Ours blanc – l’ours blanc de l’innocence
L’épisode « White Bear » fait partie de ces épisodes où la fin arrive au galop et révèle un tout nouveau point de vue. L’histoire «officielle» à travers laquelle le personnage principal est passé est posée et une nouvelle vérité nous est révélée à la fin de l’épisode, dans la scène de l’amphithéâtre.
L’histoire commence avec notre personnage principal se réveillant assis sur une chaise dans la pièce et essayant progressivement de reconnaître cet environnement. Des photos de vous et de votre famille sur les étagères nous permettent de comprendre que vous êtes chez vous et apportent de la chaleur. Mais ses expressions nous disent qu’elle trouve cet environnement étrange, comme si ce n’était pas sa maison. Elle remarque des pilules sur le sol. Suggestion que vous êtes devenu engourdi, forcé votre sommeil ou quelque chose du genre. Mais leurs réactions continuent de nous amener à comprendre qu’il y a quelque chose d’étrange dans l’air.
Notez un symbole à trois pointes. Juste ça, un étrange symbole à trois pointes, sans lien avec aucun autre élément, sans aucune chance de savoir ce que cela signifie.

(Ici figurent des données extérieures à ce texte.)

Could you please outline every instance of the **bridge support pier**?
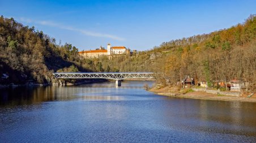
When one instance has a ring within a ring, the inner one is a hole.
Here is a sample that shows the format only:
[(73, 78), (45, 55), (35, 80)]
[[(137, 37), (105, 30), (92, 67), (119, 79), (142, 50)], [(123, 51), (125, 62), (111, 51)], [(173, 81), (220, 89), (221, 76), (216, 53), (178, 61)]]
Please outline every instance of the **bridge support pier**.
[(116, 81), (116, 86), (121, 86), (121, 81), (120, 80)]

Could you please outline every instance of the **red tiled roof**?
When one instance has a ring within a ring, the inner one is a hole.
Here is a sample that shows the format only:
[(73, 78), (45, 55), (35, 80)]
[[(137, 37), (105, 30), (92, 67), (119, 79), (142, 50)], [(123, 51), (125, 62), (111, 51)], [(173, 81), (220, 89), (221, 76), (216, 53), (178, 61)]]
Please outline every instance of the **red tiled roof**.
[(93, 52), (108, 52), (106, 50), (89, 50), (89, 51), (84, 51), (79, 52), (79, 53), (93, 53)]
[(117, 48), (126, 48), (124, 46), (118, 46), (118, 47), (112, 47), (112, 48), (114, 49), (117, 49)]

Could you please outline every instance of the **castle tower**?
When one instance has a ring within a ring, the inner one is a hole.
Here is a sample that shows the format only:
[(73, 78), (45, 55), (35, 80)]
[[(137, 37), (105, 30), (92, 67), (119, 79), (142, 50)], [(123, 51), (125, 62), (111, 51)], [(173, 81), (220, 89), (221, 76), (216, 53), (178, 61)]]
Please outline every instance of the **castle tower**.
[(108, 55), (111, 55), (111, 44), (108, 44), (107, 46)]

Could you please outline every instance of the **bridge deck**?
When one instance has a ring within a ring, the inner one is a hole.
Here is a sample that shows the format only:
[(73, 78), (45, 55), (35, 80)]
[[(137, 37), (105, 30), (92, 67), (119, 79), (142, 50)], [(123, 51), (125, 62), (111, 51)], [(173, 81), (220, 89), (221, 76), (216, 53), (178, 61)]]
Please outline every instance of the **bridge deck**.
[(69, 72), (53, 73), (57, 78), (105, 78), (114, 80), (153, 78), (150, 72)]

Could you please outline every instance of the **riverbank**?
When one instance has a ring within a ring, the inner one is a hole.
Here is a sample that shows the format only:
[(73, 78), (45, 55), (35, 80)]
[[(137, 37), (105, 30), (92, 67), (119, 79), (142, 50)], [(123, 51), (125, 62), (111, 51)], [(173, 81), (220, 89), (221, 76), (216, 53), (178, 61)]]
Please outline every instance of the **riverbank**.
[(207, 93), (206, 91), (193, 91), (191, 90), (187, 90), (186, 91), (183, 92), (178, 92), (177, 89), (168, 87), (159, 89), (151, 88), (148, 91), (153, 92), (159, 95), (180, 98), (256, 102), (256, 93), (254, 93), (254, 95), (249, 98), (245, 95), (242, 95), (237, 97)]

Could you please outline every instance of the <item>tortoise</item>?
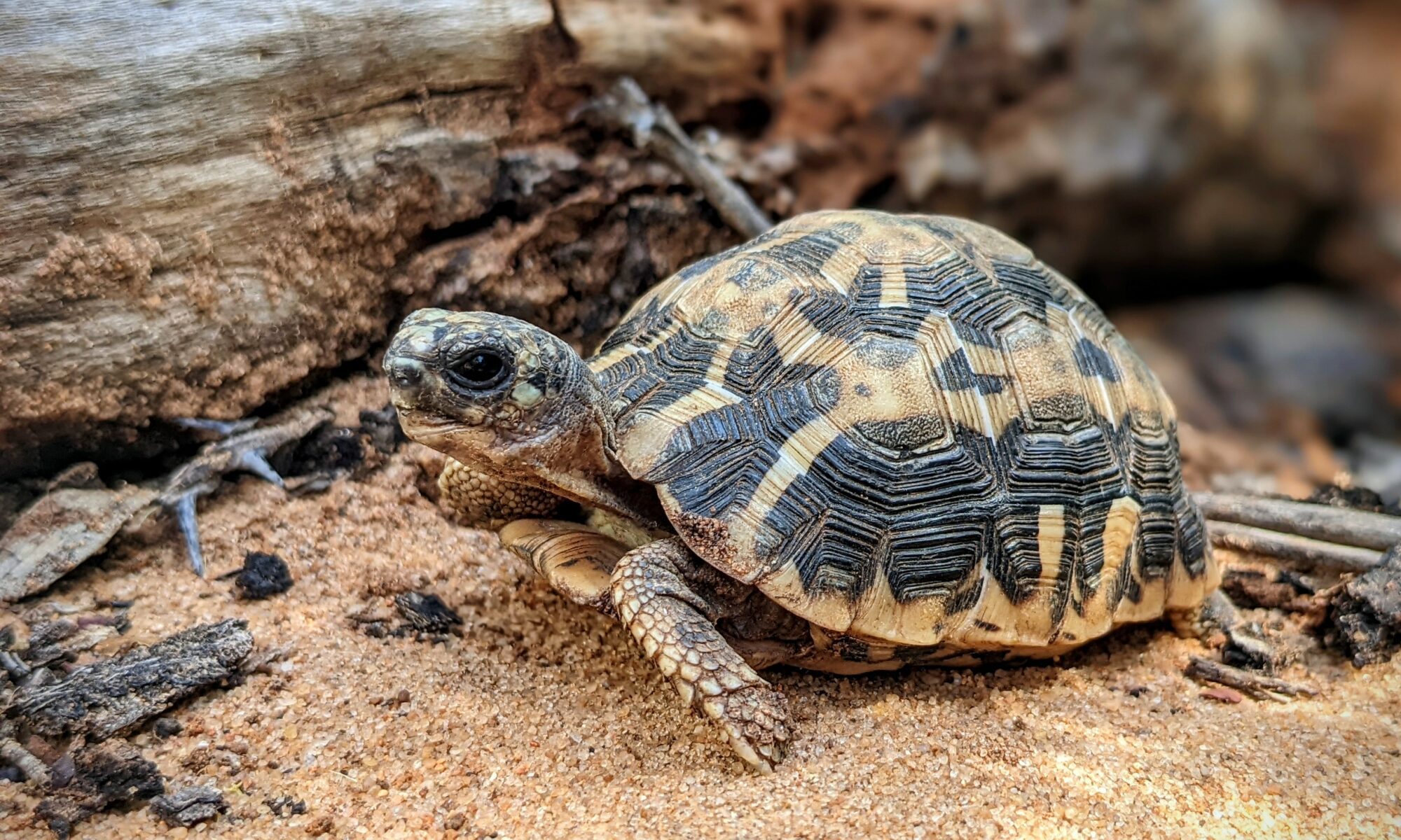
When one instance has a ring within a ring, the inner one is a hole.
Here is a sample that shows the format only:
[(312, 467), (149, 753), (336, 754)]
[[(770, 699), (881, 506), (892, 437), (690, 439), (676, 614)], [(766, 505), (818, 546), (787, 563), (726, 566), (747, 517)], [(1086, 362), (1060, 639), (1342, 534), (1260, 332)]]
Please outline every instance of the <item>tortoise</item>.
[[(587, 360), (514, 318), (420, 309), (384, 367), (405, 433), (448, 456), (444, 500), (616, 616), (761, 771), (790, 736), (766, 666), (1048, 658), (1164, 615), (1241, 627), (1157, 378), (974, 221), (808, 213), (656, 286)], [(567, 501), (594, 514), (549, 518)]]

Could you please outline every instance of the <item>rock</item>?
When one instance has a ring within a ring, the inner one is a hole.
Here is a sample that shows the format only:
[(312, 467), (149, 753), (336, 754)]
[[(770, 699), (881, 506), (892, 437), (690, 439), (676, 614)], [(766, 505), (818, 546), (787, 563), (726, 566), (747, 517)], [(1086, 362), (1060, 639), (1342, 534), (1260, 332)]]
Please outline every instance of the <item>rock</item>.
[(165, 778), (156, 764), (126, 742), (78, 749), (73, 766), (73, 780), (35, 809), (35, 816), (62, 840), (99, 811), (165, 792)]
[(1358, 668), (1386, 662), (1401, 648), (1401, 545), (1381, 564), (1344, 584), (1328, 610), (1327, 636)]
[(252, 647), (244, 620), (199, 624), (150, 647), (78, 668), (63, 682), (21, 687), (10, 715), (41, 735), (102, 741), (233, 678)]

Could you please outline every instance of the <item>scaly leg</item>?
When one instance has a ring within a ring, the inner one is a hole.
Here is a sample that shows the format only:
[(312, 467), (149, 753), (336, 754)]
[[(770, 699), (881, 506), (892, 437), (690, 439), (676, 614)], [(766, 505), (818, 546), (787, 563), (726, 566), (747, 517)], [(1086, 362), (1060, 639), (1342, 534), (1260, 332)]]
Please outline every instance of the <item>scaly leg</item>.
[(1196, 636), (1202, 640), (1220, 633), (1226, 637), (1222, 647), (1222, 661), (1227, 665), (1274, 672), (1283, 657), (1236, 610), (1236, 605), (1224, 592), (1216, 589), (1196, 609), (1174, 613), (1173, 627), (1181, 636)]
[(633, 549), (614, 568), (614, 605), (681, 699), (720, 724), (745, 763), (771, 773), (789, 736), (787, 700), (716, 630), (716, 612), (686, 581), (698, 563), (677, 538)]
[(499, 479), (455, 458), (443, 466), (439, 491), (464, 525), (490, 529), (511, 519), (549, 517), (562, 501), (553, 493)]

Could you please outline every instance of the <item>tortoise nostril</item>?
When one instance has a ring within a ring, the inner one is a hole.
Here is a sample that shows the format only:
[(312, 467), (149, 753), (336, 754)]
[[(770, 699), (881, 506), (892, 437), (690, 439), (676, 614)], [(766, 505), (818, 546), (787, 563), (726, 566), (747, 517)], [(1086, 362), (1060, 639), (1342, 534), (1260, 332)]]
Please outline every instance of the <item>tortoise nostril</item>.
[(415, 389), (423, 384), (423, 364), (413, 358), (395, 358), (385, 365), (389, 382), (401, 389)]

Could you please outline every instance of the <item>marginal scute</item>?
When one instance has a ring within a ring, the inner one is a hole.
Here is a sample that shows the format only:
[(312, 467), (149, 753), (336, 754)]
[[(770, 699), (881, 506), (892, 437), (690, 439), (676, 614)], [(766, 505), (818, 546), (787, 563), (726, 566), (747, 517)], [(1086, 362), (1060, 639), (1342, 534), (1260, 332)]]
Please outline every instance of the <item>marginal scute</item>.
[(1157, 379), (978, 223), (796, 217), (660, 284), (590, 364), (691, 549), (843, 658), (1054, 655), (1220, 577)]

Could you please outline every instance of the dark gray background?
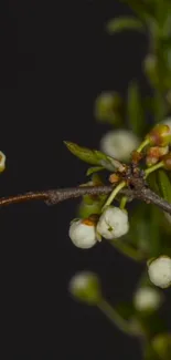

Elle vit dans une maison mitoyenne avec un grand jardin, dans une allusion à une banlieue typiquement américaine, celle que l’on voit dans les films. Et en se réveillant et en explorant l’extérieur, elle se rend compte que ses voisins s’intéressent à elle et la filment avec ses téléphones portables. Mais ils n’interagissent pas avec. Ils ne parlent pas. Ils la suivent simplement en fredonnant, comme s’ils dansaient autour d’eux avec leurs téléphones portables, jamais trop près, jamais trop loin.
Terreur libre et silencieuse
Voici, un gars apparaît parmi ces étranges voisins, portant un masque avec une allusion claire au symbole à trois pointes qu’il avait remarqué dans sa maison, et, sans plus d’explication, tente de l’assassiner. A la manière des films à très suspense, il n’est pas pressé, n’essaye pas grand chose, n’explique rien et n’abandonne jamais. Bientôt, d’autres tueurs masqués apparaissent.
Lors de leur évasion de ces assassins, deux nouveaux personnages apparaissent, cette fois pour «bien», et tentent de les aider: une jeune fille et un vieil homme au volant d’une camionnette. Ils ont un comportement naturel, ne ressemblent pas à des voisins obsédés et sont les seuls personnages à avoir engagé un dialogue jusqu’à présent. Le fugitif entre dans la camionnette et ils s’échappent. Ils sont en sécurité pendant un moment.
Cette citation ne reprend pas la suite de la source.